There are half a million cases of food poisoning each year in the UK, and one of the reasons we have stringent controls on who can sell food and drink, especially in unsealed containers, is to try to cut those figures down. And street stalls in general are regulated because we have a system of taxation, rights and responsibilities in this country which underpins our functioning society. Regulation is a social and economic good.

It’s also pretty unfair to criticise the hard-working public servants who acted in this case for doing the job they are no doubt underpaid to do. For the council to say “we expect our enforcement officers to show common sense” as they cancelled the fine is all very well, but I’m willing to bet they are given precious little leeway in their training when it comes to who gets fined and who doesn’t. If the council is handing out apologies, it likely should be issuing one to its officers as well.

“But these are decent folk being persecuted by a nanny state,” I hear you cry. And I stand impervious, I’m afraid. Because I’ve heard that line a lot recently and it’s beginning to grate.

It’s the same argument used against speed cameras and parking fines. How often have you heard those caught out proclaim themselves as “law-abiding citizens” and bemoan the infringement of their freedom? I have news for you: if you break the speed limit, or park illegally, or indeed break health and safety or trading regulations, you are not a law-abiding citizen. You’re actually the one who’s in the wrong.

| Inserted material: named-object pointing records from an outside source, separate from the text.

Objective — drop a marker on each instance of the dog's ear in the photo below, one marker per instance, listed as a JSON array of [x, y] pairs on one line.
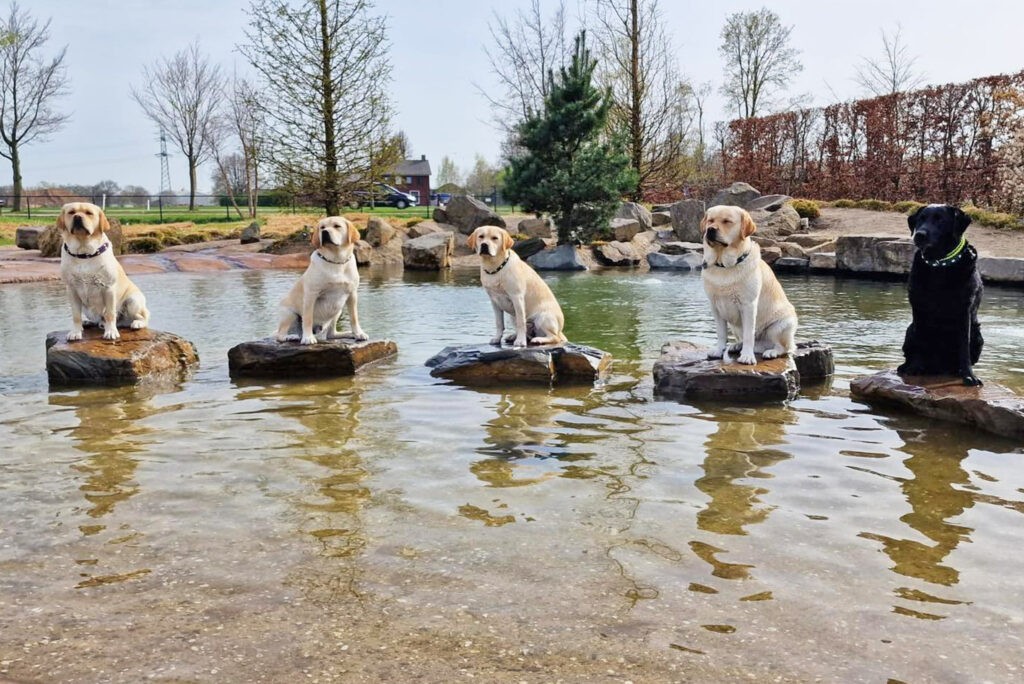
[[748, 224], [104, 225], [961, 219], [913, 219]]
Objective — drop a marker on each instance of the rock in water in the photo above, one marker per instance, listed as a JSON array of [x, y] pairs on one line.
[[139, 356], [989, 408], [487, 364], [269, 358]]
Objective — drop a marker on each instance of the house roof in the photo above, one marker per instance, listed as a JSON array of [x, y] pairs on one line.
[[413, 167]]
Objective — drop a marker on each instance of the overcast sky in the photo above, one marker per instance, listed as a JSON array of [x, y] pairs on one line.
[[438, 59]]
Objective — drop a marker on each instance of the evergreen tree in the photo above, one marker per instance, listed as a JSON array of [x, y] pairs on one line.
[[569, 166]]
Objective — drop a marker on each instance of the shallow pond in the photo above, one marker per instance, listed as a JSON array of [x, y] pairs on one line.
[[391, 526]]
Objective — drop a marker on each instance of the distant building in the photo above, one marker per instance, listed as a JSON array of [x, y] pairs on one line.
[[413, 176]]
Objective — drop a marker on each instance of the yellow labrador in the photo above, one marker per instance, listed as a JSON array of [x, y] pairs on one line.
[[745, 297], [331, 281], [98, 290], [516, 289]]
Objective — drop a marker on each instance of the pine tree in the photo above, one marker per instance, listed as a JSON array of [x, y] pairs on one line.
[[569, 166]]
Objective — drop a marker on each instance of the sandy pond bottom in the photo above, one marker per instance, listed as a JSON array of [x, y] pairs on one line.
[[394, 527]]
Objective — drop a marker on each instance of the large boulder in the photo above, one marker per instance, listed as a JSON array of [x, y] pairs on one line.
[[379, 231], [636, 212], [686, 261], [269, 358], [563, 257], [875, 254], [50, 240], [487, 364], [139, 356], [467, 214], [430, 252], [616, 254], [736, 195], [686, 215], [988, 408], [27, 237]]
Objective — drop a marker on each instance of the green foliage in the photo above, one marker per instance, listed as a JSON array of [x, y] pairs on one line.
[[806, 208], [146, 245], [571, 168]]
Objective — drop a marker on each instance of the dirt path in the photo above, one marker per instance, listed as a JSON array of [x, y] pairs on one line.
[[988, 242]]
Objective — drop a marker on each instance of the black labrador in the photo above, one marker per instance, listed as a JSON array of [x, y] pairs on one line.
[[944, 337]]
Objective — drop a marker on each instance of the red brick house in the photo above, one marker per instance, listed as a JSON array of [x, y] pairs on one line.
[[412, 175]]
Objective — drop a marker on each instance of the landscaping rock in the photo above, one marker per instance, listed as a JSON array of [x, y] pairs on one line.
[[27, 237], [988, 408], [736, 195], [250, 233], [269, 358], [535, 227], [616, 254], [624, 228], [687, 261], [138, 356], [636, 212], [563, 257], [487, 364], [686, 215], [431, 252], [684, 372], [467, 214], [873, 254], [379, 231]]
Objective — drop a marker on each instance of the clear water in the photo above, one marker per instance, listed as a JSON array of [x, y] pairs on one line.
[[390, 525]]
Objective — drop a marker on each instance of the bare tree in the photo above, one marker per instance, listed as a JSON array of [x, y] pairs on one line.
[[758, 59], [182, 95], [326, 71], [894, 72], [650, 98], [29, 85], [524, 49]]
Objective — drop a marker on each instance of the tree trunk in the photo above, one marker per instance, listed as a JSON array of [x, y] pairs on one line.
[[15, 169]]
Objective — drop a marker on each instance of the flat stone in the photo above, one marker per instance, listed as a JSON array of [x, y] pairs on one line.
[[138, 356], [487, 364], [686, 261], [990, 408], [269, 358], [684, 372]]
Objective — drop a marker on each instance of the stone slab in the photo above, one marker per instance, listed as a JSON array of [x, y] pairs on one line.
[[269, 358], [138, 356], [488, 364], [990, 408]]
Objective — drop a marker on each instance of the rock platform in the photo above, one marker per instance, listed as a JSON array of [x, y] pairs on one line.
[[269, 358], [139, 356], [990, 408], [487, 364], [684, 372]]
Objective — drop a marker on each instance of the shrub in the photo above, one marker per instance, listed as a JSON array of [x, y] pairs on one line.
[[145, 245], [806, 208]]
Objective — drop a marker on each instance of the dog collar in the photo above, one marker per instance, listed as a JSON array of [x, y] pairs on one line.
[[321, 255], [954, 256], [722, 265], [492, 272], [102, 248]]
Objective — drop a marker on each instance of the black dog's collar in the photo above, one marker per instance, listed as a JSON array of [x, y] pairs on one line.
[[492, 272], [321, 255], [102, 248], [722, 265]]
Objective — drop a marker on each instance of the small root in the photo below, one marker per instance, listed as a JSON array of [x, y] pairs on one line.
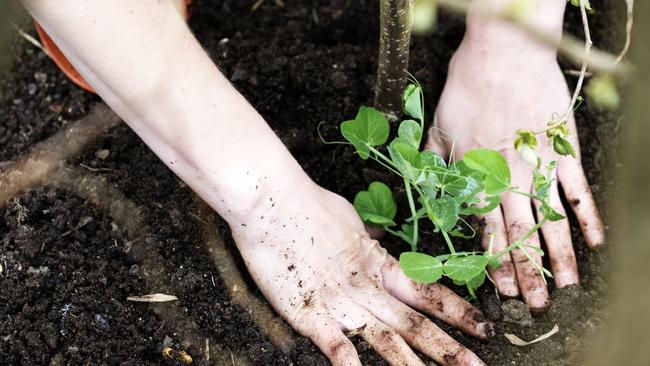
[[49, 156]]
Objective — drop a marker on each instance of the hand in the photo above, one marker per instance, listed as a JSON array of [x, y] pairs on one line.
[[313, 260], [491, 92]]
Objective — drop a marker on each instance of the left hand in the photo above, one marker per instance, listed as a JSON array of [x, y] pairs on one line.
[[491, 92]]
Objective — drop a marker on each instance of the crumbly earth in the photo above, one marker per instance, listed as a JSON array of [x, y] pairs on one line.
[[68, 267]]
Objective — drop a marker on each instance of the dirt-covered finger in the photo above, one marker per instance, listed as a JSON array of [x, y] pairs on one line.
[[519, 221], [386, 341], [420, 332], [329, 338], [495, 237], [557, 235], [579, 195], [436, 300]]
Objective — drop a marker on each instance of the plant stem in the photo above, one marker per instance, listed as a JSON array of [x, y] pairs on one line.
[[414, 212], [394, 38], [449, 244], [585, 60], [520, 243]]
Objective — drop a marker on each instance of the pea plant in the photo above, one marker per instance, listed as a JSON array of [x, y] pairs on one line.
[[444, 193]]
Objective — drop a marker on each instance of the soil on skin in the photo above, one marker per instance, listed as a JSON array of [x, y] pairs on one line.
[[68, 268]]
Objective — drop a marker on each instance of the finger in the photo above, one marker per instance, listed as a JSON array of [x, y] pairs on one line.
[[519, 220], [328, 337], [578, 193], [383, 339], [419, 331], [557, 236], [436, 300], [504, 276]]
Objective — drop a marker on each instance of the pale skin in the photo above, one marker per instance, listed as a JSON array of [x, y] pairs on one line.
[[501, 81], [305, 247]]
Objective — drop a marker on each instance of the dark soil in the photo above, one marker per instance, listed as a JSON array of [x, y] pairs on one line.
[[68, 267]]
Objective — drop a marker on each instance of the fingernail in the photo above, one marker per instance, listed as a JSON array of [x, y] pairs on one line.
[[507, 287], [566, 278], [537, 299], [595, 239]]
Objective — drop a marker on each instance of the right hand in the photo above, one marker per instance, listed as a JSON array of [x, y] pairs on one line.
[[313, 260]]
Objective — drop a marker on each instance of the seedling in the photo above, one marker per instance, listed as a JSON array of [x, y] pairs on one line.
[[444, 192]]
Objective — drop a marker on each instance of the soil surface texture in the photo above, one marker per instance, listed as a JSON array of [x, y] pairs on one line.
[[69, 261]]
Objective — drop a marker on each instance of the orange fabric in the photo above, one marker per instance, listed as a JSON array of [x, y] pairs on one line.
[[62, 62]]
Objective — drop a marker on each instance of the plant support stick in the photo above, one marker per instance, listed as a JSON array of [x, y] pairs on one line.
[[395, 34]]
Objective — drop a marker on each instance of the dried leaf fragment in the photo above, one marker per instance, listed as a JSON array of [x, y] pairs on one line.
[[153, 298], [521, 343]]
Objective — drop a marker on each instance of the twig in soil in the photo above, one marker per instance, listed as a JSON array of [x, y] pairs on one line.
[[521, 343], [126, 214], [47, 157], [585, 61], [577, 73], [84, 221], [30, 39], [95, 169], [628, 31], [153, 298]]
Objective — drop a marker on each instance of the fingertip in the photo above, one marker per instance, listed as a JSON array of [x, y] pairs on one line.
[[486, 330], [566, 278], [472, 360], [507, 287], [537, 300], [595, 238]]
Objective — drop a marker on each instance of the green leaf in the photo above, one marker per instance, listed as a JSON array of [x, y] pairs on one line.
[[410, 133], [376, 205], [443, 212], [420, 267], [369, 128], [412, 101], [550, 213], [493, 165], [491, 203], [463, 269], [407, 159], [431, 160], [563, 147]]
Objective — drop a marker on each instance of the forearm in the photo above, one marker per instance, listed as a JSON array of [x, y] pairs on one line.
[[145, 63]]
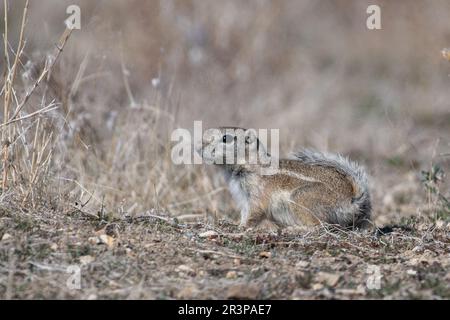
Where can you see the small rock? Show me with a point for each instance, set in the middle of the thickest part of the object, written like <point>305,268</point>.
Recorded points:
<point>94,240</point>
<point>411,272</point>
<point>330,279</point>
<point>188,292</point>
<point>317,286</point>
<point>360,290</point>
<point>185,269</point>
<point>302,264</point>
<point>265,254</point>
<point>243,291</point>
<point>209,234</point>
<point>440,224</point>
<point>84,260</point>
<point>6,236</point>
<point>108,240</point>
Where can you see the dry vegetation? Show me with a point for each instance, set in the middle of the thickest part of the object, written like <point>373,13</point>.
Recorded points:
<point>86,175</point>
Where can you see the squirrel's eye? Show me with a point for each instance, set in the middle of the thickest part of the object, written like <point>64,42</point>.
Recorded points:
<point>227,138</point>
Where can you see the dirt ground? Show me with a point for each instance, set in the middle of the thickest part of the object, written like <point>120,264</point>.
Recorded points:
<point>155,257</point>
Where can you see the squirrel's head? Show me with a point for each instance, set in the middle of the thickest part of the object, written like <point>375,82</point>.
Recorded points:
<point>231,146</point>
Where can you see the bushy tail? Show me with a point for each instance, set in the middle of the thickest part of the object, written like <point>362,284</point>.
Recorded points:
<point>357,213</point>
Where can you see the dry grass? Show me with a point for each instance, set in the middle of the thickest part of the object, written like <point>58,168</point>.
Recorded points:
<point>86,151</point>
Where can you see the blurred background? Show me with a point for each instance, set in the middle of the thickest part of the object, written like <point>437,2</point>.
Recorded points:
<point>138,69</point>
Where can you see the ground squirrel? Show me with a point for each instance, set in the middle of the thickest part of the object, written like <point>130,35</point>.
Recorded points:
<point>306,189</point>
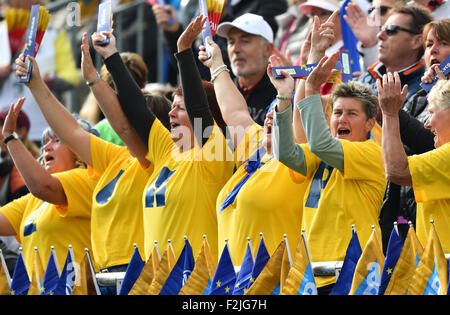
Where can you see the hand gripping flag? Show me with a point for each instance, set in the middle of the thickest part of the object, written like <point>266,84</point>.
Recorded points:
<point>68,276</point>
<point>199,283</point>
<point>393,252</point>
<point>367,278</point>
<point>20,281</point>
<point>51,275</point>
<point>37,276</point>
<point>5,278</point>
<point>180,272</point>
<point>133,271</point>
<point>225,277</point>
<point>245,272</point>
<point>406,265</point>
<point>300,279</point>
<point>431,275</point>
<point>344,281</point>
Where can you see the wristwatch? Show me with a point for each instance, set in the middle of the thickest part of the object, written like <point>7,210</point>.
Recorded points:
<point>10,137</point>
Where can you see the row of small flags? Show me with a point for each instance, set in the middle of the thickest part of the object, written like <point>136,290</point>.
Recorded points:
<point>407,268</point>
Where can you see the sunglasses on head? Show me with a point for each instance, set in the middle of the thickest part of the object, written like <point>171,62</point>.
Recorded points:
<point>382,8</point>
<point>393,29</point>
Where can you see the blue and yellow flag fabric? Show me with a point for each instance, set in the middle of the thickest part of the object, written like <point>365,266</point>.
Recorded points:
<point>20,281</point>
<point>180,272</point>
<point>344,281</point>
<point>406,265</point>
<point>367,277</point>
<point>133,272</point>
<point>350,40</point>
<point>51,275</point>
<point>199,283</point>
<point>300,279</point>
<point>245,272</point>
<point>5,278</point>
<point>37,276</point>
<point>431,275</point>
<point>262,257</point>
<point>225,277</point>
<point>393,252</point>
<point>68,276</point>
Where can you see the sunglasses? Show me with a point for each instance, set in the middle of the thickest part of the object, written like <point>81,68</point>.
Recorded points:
<point>393,29</point>
<point>382,8</point>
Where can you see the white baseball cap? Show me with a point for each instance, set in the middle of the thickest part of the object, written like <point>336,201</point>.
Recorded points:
<point>329,5</point>
<point>249,23</point>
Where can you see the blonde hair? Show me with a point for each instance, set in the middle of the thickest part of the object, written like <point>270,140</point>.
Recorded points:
<point>440,94</point>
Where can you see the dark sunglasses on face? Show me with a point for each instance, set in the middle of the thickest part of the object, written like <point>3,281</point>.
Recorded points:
<point>393,29</point>
<point>382,8</point>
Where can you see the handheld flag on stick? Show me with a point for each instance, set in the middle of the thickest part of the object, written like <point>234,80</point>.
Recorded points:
<point>431,275</point>
<point>37,276</point>
<point>300,279</point>
<point>5,279</point>
<point>393,252</point>
<point>180,272</point>
<point>406,264</point>
<point>68,276</point>
<point>199,283</point>
<point>268,281</point>
<point>367,277</point>
<point>87,282</point>
<point>246,270</point>
<point>225,277</point>
<point>344,281</point>
<point>52,273</point>
<point>39,19</point>
<point>132,273</point>
<point>104,21</point>
<point>20,281</point>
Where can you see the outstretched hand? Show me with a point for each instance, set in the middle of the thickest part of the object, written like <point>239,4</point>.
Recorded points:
<point>107,50</point>
<point>191,33</point>
<point>88,70</point>
<point>9,126</point>
<point>391,96</point>
<point>321,74</point>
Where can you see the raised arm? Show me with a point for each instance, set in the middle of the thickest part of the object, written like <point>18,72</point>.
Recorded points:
<point>109,104</point>
<point>39,182</point>
<point>391,98</point>
<point>57,116</point>
<point>131,98</point>
<point>194,94</point>
<point>231,102</point>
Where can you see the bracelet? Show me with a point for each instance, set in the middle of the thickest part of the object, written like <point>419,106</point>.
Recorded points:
<point>284,97</point>
<point>216,74</point>
<point>93,81</point>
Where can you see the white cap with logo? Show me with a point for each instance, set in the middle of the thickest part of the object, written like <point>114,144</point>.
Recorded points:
<point>249,23</point>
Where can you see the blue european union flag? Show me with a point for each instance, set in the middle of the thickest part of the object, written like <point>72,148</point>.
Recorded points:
<point>350,40</point>
<point>20,282</point>
<point>262,257</point>
<point>225,277</point>
<point>180,272</point>
<point>245,273</point>
<point>132,273</point>
<point>393,252</point>
<point>344,281</point>
<point>51,275</point>
<point>67,279</point>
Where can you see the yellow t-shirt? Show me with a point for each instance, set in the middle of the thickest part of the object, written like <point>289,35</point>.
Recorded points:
<point>335,200</point>
<point>430,173</point>
<point>180,197</point>
<point>269,202</point>
<point>117,220</point>
<point>42,224</point>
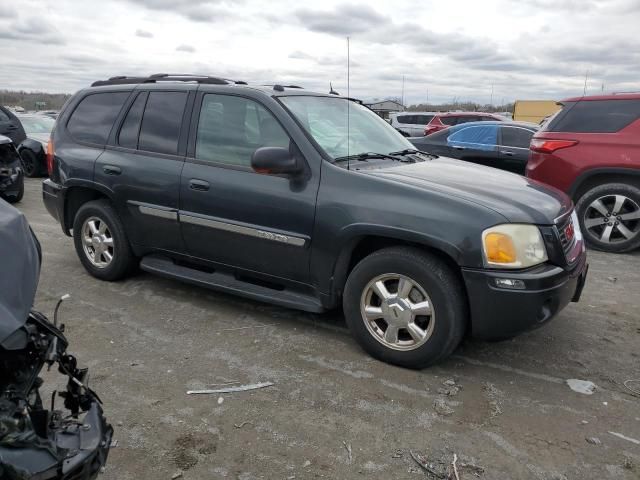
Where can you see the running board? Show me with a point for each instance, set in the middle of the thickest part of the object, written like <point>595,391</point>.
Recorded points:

And rarely is ignorance an excuse. Speed limits and parking regulations are posted clearly. In the case of the now famous lemonade stand, the father in question is even quoted as saying “I thought that they would just tell us to pack up and go home.” So he knew he was breaking the rules. He just didn’t think the consequences should apply to him.

A culture of entitlement, and a belief that rules are for other people but not us, is a disease gripping middle Britain. It is demonstrated in many different ways, from the driver telling the cyclist that she has no right to be on the road because she doesn’t pay road tax (I know), to the father holding up his daughter’s tears to get out of a fine.

I know, I’m a monster. But hooray for the enforcers, I say.